Effective design for almost any kind of product, from consumer goods to industrial equipment, requires taking a large number of factors into account. By making appropriate trade-offs using simulation for digital exploration and optimization, companies can quickly develop efficient and reliable products.
For example, industrial gas turbines burn gas to turn rotors to produce electricity, with substantial amounts of hot exhaust gases as a byproduct. Instead of just warming up the surrounding air, the heat contained in exhaust gases can be put to work by capturing it and letting it flow around tubes containing water, converting the water into steam. The boiler that contains the pipes and the exhaust gases is called a heat recovery steam generator (HRSG). The steam can then flow to a steam turbine to generate more electricity.
The trick in this process is optimizing the flow rate and pressure of the gases in the ductwork at the inlet of the HRSG: The pressure drop must be minimized while maintaining a uniform flow velocity of exhaust gases into the boiler. Computational fluid dynamics (CFD) simulations are often used to design the ductwork to meet these requirements. But engineers at KeelWit Technology SL in Madrid, Spain, took the technology a step further by developing their own proprietary app called the multiobjective structured hybrid direct search (MOST-HDS) shape optimization algorithm using ANSYS ACT. With ACT, you can write APDL scripts, incorporate your company’s proprietary engineering knowledge, add third-party applications to improve your engineering simulation workflows with design exploration and manipulate simulation data.

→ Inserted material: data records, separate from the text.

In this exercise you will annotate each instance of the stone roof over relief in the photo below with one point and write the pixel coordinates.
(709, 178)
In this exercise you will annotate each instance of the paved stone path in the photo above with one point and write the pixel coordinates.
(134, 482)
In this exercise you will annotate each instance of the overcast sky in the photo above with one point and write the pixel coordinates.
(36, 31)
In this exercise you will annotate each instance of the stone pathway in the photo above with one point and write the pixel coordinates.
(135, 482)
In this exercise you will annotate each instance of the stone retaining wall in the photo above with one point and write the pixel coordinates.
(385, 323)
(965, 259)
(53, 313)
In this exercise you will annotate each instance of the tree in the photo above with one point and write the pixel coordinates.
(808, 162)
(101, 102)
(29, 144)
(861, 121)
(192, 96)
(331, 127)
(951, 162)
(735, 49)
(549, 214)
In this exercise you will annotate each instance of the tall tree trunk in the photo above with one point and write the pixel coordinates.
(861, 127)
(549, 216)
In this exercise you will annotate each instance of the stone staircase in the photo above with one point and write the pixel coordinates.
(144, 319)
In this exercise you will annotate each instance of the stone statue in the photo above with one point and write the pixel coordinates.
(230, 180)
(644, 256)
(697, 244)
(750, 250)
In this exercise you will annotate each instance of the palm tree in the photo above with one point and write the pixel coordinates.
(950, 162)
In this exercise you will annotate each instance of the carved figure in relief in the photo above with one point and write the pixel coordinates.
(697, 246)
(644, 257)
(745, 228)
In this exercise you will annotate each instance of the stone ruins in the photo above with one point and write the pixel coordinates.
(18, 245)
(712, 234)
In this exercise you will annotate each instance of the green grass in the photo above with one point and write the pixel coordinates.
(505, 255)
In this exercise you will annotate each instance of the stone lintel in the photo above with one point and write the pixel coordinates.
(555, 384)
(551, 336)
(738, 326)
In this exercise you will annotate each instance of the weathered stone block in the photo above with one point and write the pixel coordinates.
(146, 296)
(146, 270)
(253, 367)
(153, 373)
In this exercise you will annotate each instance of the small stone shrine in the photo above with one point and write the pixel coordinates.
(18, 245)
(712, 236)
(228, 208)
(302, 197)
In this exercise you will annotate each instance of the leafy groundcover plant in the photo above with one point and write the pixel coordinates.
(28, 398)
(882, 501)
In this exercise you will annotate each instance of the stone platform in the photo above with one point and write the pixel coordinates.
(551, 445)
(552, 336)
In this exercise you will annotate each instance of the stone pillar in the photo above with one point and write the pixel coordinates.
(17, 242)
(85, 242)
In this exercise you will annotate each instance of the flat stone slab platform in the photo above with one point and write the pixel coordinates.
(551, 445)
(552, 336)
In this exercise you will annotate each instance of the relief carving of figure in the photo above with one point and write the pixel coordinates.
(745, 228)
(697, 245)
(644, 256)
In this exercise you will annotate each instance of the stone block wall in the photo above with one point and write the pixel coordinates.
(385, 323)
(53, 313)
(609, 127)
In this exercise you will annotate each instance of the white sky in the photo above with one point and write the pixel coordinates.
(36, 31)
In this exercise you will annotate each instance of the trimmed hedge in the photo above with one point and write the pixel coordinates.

The MOST-HDS app combined the simulation powers of ANSYS DesignModeler, ANSYS DesignXplorer and ANSYS Fluent CFD to arrive at an optimal inlet duct shape for HRSGs, reducing the pressure drop by 25 percent in the process with no loss in velocity uniformity. KeelWit engineers used DesignModeler to parameterize the wall angles and the inlet length. Next, they used DesignXplorer to create a design of experiments (DOE) with 120 design points and ran CFD simulations at each design point. The MOST-HDS app then took the data from DesignXplorer and plotted pressure drop versus velocity uniformity to generate a Pareto front diagram.
By iterating this process through the 120 design points, KeelWit engineers were able to reduce manufacturing and assembly costs by up to 95,000 euros. Employing an intensive digital exploration process with a self-developed app using ANSYS’ simulation platform was a key to this success.